Dalam pembahasan tersebut, pansus mendalami berbagai substansi penting terkait penguatan koperasi dan usaha kecil di Kalimantan Utara. Beberapa poin yang dibahas meliputi kemudahan akses perizinan dan pembiayaan, perlindungan hukum terhadap pelaku usaha kecil, penguatan kemitraan usaha, pemberdayaan SDM koperasi dan UMKM, hingga dukungan pemasaran dan digitalisasi usaha.
Muhammad Nasir mengatakan, rampungnya pembahasan pasal per pasal ini menjadi langkah penting dalam menghadirkan payung hukum yang benar-benar berpihak kepada koperasi dan usaha kecil.

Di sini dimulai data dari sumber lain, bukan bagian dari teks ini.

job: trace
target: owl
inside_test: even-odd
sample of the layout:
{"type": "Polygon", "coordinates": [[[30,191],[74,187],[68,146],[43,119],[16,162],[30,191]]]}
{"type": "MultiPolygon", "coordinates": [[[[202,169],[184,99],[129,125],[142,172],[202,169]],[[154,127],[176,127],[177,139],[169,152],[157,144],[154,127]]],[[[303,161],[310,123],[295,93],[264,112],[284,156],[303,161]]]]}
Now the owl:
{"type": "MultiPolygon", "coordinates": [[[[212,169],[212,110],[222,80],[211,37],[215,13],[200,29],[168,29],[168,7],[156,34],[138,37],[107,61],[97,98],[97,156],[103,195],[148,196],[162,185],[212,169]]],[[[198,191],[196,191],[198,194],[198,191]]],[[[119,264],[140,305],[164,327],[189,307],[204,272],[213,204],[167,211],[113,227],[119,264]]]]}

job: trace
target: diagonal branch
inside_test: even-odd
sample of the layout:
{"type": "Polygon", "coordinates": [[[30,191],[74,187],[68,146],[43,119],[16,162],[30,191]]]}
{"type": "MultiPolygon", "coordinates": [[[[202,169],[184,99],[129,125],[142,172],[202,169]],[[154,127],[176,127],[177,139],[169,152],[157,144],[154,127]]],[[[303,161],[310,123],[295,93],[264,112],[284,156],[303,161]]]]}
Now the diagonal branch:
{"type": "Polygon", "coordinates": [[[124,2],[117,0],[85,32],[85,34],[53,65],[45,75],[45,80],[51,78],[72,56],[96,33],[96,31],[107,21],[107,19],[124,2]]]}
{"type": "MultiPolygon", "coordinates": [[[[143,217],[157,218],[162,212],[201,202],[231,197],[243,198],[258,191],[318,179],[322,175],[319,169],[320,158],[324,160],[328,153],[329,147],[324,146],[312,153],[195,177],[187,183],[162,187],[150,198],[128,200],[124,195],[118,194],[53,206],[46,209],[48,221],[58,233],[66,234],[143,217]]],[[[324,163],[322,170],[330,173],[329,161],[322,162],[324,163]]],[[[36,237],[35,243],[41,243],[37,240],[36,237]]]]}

“Alhamdulillah hari ini pembahasan pasal per pasal Raperda tentang kemudahan, pelindungan dan pemberdayaan koperasi dan usaha kecil telah selesai kami tuntaskan. Kita ingin regulasi ini nantinya benar-benar memberikan manfaat nyata dan keberpihakan kepada masyarakat kecil,” ujarnya.
Ia menegaskan, koperasi dan usaha kecil merupakan tulang punggung ekonomi masyarakat yang harus mendapatkan perhatian serius dari pemerintah daerah.
“Kita berharap perda ini nantinya mampu memperkuat koperasi dan UMKM lokal agar naik kelas, lebih mandiri, serta mampu bersaing di tengah tantangan ekonomi saat ini,” lanjutnya.
Muhammad Nasir menambahkan, tahapan berikutnya setelah pembahasan substansi selesai adalah mempersiapkan pengajuan harmonisasi ke Kanwil Kementerian Hukum wilayah Kalimantan yang berkedudukan di Samarinda sebelum masuk ke tahapan selanjutnya.